The truth is, I’d always intended to let Archie swim. I knew what Lucy had said, but I didn’t see how it could hurt. After all, I was going to watch him. Before Archie could talk and tattle me in, I used to do even more things I knew Lucy wouldn’t like. I wasn’t doing it to spite her or anything. It was just that she worried about a lot of things that didn’t matter.

(“Make sure he wears his coat,” she’d always say, as I disappeared out of the house with Archie. I’d nod and agree, but when Archie flung off his coat at the park, I wasn’t going to chase after him to put it back on. Natural consequences were better. If the child was cold, he’d put the coat on.

“Did he nap for two hours at one P.M.?” she’d demand.

“That sounds about right,” I’d say. All this fuss about naps.

“No junk,” she’d say when I was taking Archie to the movies, but what child didn’t have popcorn and an ice-cream cone when they went to a film with their grandmother?

But clearly, she’d had a point. And I should have listened to her.

Archie had been begging to go in the pool all day. And why not? I enjoyed a swim myself and there was no question I wouldn’t supervise him. I’d shower him afterward and he’d fall off to sleep, exhausted, and Lucy would be none the wiser. That’s what I’d figured. And now, here we were. In the hospital.

I thought I’d done everything right. I’d waited for Tom to get home. Harriet was too young to swim, and besides, I wouldn’t have trusted myself with both kids in the pool at once.

“Tom,” I’d said, when he walked in the door. “Can you hold Harriet for me so I can swim with Archie?”

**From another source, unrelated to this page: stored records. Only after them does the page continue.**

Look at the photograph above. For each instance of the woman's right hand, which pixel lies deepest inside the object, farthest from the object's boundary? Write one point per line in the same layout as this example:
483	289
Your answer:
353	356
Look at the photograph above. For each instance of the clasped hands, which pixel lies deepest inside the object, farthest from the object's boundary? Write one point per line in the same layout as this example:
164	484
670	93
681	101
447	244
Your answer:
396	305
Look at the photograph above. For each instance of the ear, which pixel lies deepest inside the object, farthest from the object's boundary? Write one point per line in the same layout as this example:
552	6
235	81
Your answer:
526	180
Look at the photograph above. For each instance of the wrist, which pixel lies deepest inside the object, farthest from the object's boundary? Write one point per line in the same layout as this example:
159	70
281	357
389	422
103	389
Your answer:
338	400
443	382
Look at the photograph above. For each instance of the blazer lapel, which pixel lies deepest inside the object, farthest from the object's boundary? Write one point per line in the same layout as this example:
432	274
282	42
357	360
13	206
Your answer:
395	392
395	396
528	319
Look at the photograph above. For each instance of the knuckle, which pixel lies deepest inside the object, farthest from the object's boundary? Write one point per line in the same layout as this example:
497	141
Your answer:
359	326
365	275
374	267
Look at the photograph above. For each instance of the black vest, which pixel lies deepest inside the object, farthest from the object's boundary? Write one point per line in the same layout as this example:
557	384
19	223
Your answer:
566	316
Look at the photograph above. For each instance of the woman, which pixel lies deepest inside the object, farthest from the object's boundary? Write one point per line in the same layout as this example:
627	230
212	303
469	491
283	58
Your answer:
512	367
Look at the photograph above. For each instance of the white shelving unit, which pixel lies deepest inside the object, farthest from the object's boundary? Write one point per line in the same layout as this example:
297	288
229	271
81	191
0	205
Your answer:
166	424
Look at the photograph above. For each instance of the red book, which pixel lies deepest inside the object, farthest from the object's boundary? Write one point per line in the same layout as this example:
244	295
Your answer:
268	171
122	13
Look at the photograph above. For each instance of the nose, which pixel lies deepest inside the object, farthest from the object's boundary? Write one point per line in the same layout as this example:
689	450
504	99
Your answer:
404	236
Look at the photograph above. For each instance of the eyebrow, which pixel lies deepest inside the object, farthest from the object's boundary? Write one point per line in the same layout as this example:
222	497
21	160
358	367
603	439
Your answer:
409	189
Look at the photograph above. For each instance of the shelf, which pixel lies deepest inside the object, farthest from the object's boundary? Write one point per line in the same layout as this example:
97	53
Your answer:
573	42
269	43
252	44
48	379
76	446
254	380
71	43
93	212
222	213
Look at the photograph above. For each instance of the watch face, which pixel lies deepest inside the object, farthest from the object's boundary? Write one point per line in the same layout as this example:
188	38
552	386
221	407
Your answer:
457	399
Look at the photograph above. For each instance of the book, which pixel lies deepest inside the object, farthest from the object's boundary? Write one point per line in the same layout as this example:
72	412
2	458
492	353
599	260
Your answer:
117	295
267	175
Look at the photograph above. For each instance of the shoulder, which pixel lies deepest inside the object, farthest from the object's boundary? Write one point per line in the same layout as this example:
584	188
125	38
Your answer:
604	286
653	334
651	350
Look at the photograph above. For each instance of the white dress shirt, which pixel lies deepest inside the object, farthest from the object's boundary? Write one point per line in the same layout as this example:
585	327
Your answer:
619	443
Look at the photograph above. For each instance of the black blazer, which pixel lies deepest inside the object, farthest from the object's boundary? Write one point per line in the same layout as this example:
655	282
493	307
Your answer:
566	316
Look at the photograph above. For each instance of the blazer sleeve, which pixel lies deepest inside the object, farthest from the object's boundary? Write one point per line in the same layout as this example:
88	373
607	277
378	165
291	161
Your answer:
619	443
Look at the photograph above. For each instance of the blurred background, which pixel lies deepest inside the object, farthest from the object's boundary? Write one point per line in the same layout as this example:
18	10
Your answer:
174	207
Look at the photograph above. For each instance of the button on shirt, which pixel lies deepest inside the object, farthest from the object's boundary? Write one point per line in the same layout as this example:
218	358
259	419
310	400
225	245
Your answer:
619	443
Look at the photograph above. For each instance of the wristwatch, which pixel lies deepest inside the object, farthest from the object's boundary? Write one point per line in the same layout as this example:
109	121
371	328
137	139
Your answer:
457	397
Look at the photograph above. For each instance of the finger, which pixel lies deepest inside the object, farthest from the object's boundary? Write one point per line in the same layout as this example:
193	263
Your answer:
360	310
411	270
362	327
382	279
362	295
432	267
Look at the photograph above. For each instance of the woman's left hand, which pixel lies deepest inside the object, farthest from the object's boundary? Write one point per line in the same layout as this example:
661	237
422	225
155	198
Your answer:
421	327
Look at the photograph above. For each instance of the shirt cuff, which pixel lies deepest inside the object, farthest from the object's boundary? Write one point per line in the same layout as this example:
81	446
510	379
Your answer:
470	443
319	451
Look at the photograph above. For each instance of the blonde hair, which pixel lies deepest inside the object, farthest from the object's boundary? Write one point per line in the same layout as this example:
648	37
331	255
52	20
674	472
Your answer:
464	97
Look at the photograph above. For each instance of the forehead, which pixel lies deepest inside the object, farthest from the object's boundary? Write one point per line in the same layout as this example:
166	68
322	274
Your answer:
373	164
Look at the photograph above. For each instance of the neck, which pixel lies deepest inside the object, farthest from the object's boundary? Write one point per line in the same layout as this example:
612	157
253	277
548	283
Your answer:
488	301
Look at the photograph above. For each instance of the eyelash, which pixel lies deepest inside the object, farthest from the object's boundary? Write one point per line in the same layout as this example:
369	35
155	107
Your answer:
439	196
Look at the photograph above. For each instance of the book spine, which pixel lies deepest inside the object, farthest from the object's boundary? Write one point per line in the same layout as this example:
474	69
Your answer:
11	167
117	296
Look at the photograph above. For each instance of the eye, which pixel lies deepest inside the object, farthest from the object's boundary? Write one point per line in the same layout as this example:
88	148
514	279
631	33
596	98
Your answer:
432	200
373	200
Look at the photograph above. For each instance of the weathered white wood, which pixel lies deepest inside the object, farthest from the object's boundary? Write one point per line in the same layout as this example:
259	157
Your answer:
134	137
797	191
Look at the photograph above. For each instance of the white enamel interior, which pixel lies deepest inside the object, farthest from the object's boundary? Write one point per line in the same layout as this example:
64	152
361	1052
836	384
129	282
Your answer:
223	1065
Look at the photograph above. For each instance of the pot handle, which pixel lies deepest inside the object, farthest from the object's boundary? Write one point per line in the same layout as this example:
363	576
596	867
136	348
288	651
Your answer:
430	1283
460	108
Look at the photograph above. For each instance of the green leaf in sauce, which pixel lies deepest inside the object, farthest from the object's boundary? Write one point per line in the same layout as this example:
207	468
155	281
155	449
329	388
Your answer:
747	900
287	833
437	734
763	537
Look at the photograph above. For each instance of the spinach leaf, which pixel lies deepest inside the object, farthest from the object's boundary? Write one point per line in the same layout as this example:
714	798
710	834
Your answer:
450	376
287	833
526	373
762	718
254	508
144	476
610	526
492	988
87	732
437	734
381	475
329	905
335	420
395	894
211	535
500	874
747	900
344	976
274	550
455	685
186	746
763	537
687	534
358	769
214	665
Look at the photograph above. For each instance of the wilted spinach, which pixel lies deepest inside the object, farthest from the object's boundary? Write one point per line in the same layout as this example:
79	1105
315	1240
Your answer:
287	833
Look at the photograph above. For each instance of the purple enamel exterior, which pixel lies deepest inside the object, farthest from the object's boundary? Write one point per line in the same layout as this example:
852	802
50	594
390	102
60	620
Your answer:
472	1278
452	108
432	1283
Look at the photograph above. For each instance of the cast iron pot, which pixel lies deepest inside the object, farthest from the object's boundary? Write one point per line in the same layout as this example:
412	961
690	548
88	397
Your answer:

For someone who was so fond of holding his grandchildren, Tom had been surprisingly reluctant. “Oh. Can’t you just put her in the stroller?”

“I think she’d prefer a cuddle from her grandfather.”

Archie was already naked, running for the pool, leaving a trail of clothing in his wake. “Archie, don’t run!” I called after him. The floor was limestone and slippery when wet. At one end was a giant aquarium, which I thought was over the top, but Tom insisted and the children loved it.

“Take Harriet up that end and let her look at the fish,” I said.

Tom did, reluctantly. He was in a strange mood; I didn’t know what was bothering him. I slid inflatable armbands onto Archie and he dive-bombed into the pool while I got in slowly via the steps. Tom carried Harriet over to the aquarium. She was a pudgy baby, shorter and much fatter than Archie had been. I watched her chunky legs kick insistently as she watched the fish swim past.